Jejum de taças, início da parceria com a Parmalat e grande campanha até a final

Como já mencionado, o torcedor palmeirense não sabia o que era ver o time campeão há 16 anos. Os mais jovens deles, nunca sequer comemoram um taça alviverde. A década de 90, porém, trazia sinais de uma esperança de virada ao Palmeiras.

Em 1992, começava a Era Parmalat. No primeiro ano de parceria, o grito de campeão ainda não veio, mas já tinha início o projeto de fortificar o elenco palmeirense. Chegaram nomes até então inimagináveis antes da parceria com a empresa italiana, como os de Evair, Zinho, César Sampaio e Mazinho. Veio então 1993, junto de mais reforços de grande quilate para o plantel alviverde, a exemplo de Edmundo, Roberto Carlos e Edílson, além da chegada do então promissor treinador Vanderlei Luxemburgo para o comando da equipe da Barra Funda.

Sérgio, Mazinho, Antônio Carlos, Tonhão, Roberto Carlos, César Sampaio, Daniel, Edílson, Zinho. Edmundo e Evair eram os onze nomes que formavam o time titular palmeirense no Paulistão daquele ano. Com a força de seu esquadrão, o Palmeiras terminou a primeira fase do campeonato com folga na liderança. Na segunda fase, os oito melhores times do campeonato se dividiram em dois novos grupos de quatro times cada, onde os líderes de cada um fariam a grande final. Palmeiras e Corinthians terminaram na liderança de seus grupos. Teríamos um Derby na grande final.

Primeira final: Favoritismo verde acompanhado por uma derrota amarga

Em tempos que os Derbys ainda aconteciam no Morumbi, por conta da grande capacidade do estádio, o palco das duas finais não poderia ser outro. 93.736 torcedores encheram as arquibancadas na primeira decisão.

Antes da final, o Palmeiras era apontado como favorito. O forte elenco e excelente campanha do time formentavam essa ideia. Mas isso não anulava o fato de o Corinthians também possuir um grande time, que contava com jogadores como o goleiro Ronaldo, Viola e Neto.

Ainda no primeiro tempo, Viola marcou o único gol do jogo, o da vitória corintiana. Mas mais emblemático que o gol em si, foi a comemoração do atacante, que imitou um porco, em gesto de provocação ao rival. Ao ironizar o Palmeiras, no entanto, Viola não imaginava que daria um gás a mais aos jogadores da equipe alviverde. Para a segunda decisão, prometiam voltar mais fortes.

Ao mesmo tempo, todavia, que a derrota no primeiro jogo poderia servir de motivação aos palmeirenses, ela trouxe também à tona antigos fantasmas que assombravam o Palmeiras nos últimos 16 anos. A equipe ficaria mais tempo na fila? Para os jogadores, isso não era opção.

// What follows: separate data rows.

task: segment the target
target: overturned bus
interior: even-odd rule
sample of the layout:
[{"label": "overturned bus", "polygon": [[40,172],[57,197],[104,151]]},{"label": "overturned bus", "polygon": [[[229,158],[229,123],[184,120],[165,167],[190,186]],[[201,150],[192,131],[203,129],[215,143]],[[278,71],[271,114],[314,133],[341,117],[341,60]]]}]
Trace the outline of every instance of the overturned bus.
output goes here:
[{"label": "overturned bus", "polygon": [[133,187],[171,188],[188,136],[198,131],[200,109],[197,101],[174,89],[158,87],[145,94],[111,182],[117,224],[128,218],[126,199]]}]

Segunda final: Redenção com direito a goleada. O Palmeiras enfim voltava a ser campeão

Naquele 12 de julho de 1993, dia dos namorados, o público no Morumbi passou de 104 mil pessoas. O regulamento da época definia que o Corinthians, por ter vencido o jogo de ida, tinha a vantagem do empate para ser campeão, enquanto o Palmeiras, para erguer a taça, precisava vencer no tempo normal e na prorrogação.

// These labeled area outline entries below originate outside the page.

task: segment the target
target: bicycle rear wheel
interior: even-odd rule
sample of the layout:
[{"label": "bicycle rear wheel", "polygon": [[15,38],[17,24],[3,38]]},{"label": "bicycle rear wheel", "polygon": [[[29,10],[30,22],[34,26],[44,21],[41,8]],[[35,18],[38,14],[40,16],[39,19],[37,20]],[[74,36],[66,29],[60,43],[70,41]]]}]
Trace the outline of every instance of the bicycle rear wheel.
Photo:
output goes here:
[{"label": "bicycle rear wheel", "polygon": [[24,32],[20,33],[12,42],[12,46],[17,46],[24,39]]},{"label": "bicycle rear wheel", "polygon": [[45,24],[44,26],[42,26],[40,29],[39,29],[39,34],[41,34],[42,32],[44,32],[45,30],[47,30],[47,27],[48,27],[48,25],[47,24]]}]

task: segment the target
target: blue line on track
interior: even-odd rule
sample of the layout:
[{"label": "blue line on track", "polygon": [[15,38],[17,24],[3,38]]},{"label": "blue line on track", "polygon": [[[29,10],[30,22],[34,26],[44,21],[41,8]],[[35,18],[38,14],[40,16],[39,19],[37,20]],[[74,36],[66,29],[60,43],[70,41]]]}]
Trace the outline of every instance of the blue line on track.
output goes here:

Jogando de meias brancas, por superstição de Luxemburgo, o Palmeiras pôs-se ao ataque em busca da vitória. Zinho abriu o placar no primeiro tempo e na segunda etapa, Evair e Edílson aumentaram a vantagem palmeirense. O 3 a 0 não era, entretanto, suficiente. O campeonato seria decidido no tempo extra.

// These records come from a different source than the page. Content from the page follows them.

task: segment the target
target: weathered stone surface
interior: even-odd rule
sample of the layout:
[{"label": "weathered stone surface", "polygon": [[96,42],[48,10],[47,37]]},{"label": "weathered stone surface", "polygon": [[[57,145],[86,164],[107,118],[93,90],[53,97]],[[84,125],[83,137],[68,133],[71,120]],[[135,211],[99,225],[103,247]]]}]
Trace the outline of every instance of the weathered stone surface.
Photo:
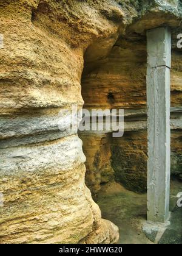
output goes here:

Com as forças quase esgotadas, os jogadores do Palmeiras, que davam tudo de si em campo, buscavam suas últimas forças na prorrogação para levar a taça ao Parque Antártica. Eis então que Edmundo é derrubado na área. Pênalti. Categoricamente, Evair desloca Wilson e marca o gol do título. Era o fim do jejum. A redenção de 16 longos e sofridos anos. Era também apenas o início de anos de ouro da parceria entre Palmeiras e Parmalat. Hoje, 25 anos depois, o gol de Evair segue vivo na memória dos palmeirenses.